Après un nouvel effeuillage réussi signé La Flaque, c'est au tour de la tête d'affiche
Mr. White Noise d'investir la scène. Seul power-trio de la soirée, les Parisiens débarquent le lendemain de la sortie de leur nouvel EP
Amongst The Ashes. Après quelques notes, on se fait immédiatement trois remarques : déjà, cette soirée sera décidément placée sous le signe des bassistes qui font mal. Ensuite, que le groupe a décidé d'aborder les seventies sous l'angle du rock psyché, là où les Desperate Sons ont choisi la voie du blues. Et surtout, que la musique de Mr. White Noise PUE LE SEXE. Ce n'est pas juste que ça groove : c'est poisseux, lascif. Ça fait vibrer les parties intimes et ça provoque de la joie physique au passage. Une chanson comme "Dime Len" semble optimisée pour permettre de pécho en fin de soirée : la finesse incroyable du batteur Côme Huveline titille les tétons, la basse de Damiano Signorelli rebondit comme une paire de fesses sur un Big George et la voix enjôleuse de Valentin Gillet fait basculer le tout dans le royaume magique de la musique qui dégouline. Le son est à nouveau très bon bien qu'un peu chargé en subs, et la foule adhère comme un seul homme au propos d'un groupe dont l'attitude scénique entre arrogance et autodérision rend très sympathique. Le côté rock de la formation se marie parfaitement avec un côté plus pop ou plus prog, illustrés respectivement par le riff sautillant ouvrant "Lunar Park Blues" et le long break central et ambiancé du même titre. Mr White Noise parvient à garder une cohérence impressionnante malgré l'ampleur de leur registre musical, et ils quittent la scène sous des vivats mérités.

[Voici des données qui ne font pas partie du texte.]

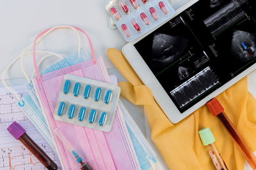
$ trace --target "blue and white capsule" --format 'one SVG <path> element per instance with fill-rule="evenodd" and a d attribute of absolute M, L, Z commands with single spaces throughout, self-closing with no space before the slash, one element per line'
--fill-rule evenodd
<path fill-rule="evenodd" d="M 96 110 L 92 110 L 91 111 L 91 114 L 90 115 L 90 117 L 89 117 L 89 123 L 90 124 L 92 124 L 94 122 L 94 121 L 95 120 L 95 118 L 96 118 Z"/>
<path fill-rule="evenodd" d="M 106 104 L 108 104 L 109 103 L 109 101 L 111 101 L 111 97 L 112 97 L 112 92 L 111 92 L 111 90 L 109 90 L 106 93 L 104 103 Z"/>
<path fill-rule="evenodd" d="M 106 118 L 107 118 L 107 113 L 106 113 L 106 112 L 103 112 L 101 114 L 101 116 L 100 116 L 100 120 L 99 120 L 99 125 L 100 126 L 104 125 L 104 124 L 106 122 Z"/>
<path fill-rule="evenodd" d="M 67 94 L 69 92 L 69 88 L 70 87 L 70 80 L 67 80 L 65 81 L 64 88 L 63 88 L 63 93 Z"/>
<path fill-rule="evenodd" d="M 68 117 L 69 118 L 73 118 L 74 114 L 75 113 L 75 110 L 76 110 L 75 105 L 71 104 L 70 106 L 69 107 L 69 110 L 68 110 Z"/>
<path fill-rule="evenodd" d="M 78 120 L 81 122 L 84 120 L 86 111 L 86 109 L 85 108 L 81 108 L 79 114 L 78 115 Z"/>
<path fill-rule="evenodd" d="M 64 102 L 61 102 L 60 103 L 60 106 L 59 106 L 59 108 L 58 110 L 58 116 L 61 116 L 62 114 L 64 112 L 64 110 L 65 110 L 65 103 Z"/>
<path fill-rule="evenodd" d="M 75 87 L 74 87 L 74 96 L 77 96 L 79 94 L 81 85 L 79 83 L 76 83 Z"/>
<path fill-rule="evenodd" d="M 90 96 L 90 93 L 91 92 L 92 87 L 90 85 L 86 85 L 84 89 L 84 98 L 87 99 Z"/>
<path fill-rule="evenodd" d="M 94 100 L 95 101 L 99 101 L 99 100 L 100 99 L 101 91 L 102 90 L 100 87 L 97 88 L 95 95 L 94 96 Z"/>

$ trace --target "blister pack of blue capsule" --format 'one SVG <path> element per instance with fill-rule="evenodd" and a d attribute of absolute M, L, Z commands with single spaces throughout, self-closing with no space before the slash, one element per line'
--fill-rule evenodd
<path fill-rule="evenodd" d="M 67 74 L 58 98 L 56 120 L 109 132 L 119 99 L 119 87 Z"/>
<path fill-rule="evenodd" d="M 171 18 L 168 0 L 113 0 L 106 10 L 125 41 L 131 42 Z"/>

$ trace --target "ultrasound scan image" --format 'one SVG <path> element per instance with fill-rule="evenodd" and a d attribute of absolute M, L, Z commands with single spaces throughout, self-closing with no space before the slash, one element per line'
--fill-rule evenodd
<path fill-rule="evenodd" d="M 207 67 L 170 93 L 179 106 L 182 108 L 218 83 L 212 70 Z"/>
<path fill-rule="evenodd" d="M 231 53 L 240 62 L 248 62 L 256 57 L 255 34 L 242 31 L 234 32 Z"/>
<path fill-rule="evenodd" d="M 187 78 L 190 75 L 190 71 L 191 71 L 188 67 L 179 66 L 178 69 L 179 78 L 180 80 Z"/>
<path fill-rule="evenodd" d="M 166 66 L 179 59 L 188 44 L 188 39 L 164 34 L 154 35 L 152 48 L 151 65 Z"/>
<path fill-rule="evenodd" d="M 199 0 L 134 44 L 181 113 L 256 64 L 255 0 Z"/>
<path fill-rule="evenodd" d="M 216 8 L 221 4 L 224 0 L 210 0 L 210 8 Z"/>
<path fill-rule="evenodd" d="M 204 22 L 212 34 L 215 36 L 244 15 L 241 7 L 232 2 L 207 18 Z"/>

Carton plein. Entre l'affiche de rêve, le son excellent, le pari gagné des interludes burlesques, cette soirée à la Mécanique Ondulatoire se positionne d'ores et déjà dans le top 5 des meilleures dates rock de l'année. Honte à vous si vous n'y étiez pas, mais vous pourrez toujours vous rattraper en vous procurant les disques des trois groupes d'exception qui ont joué ce soir. Hell yeah !!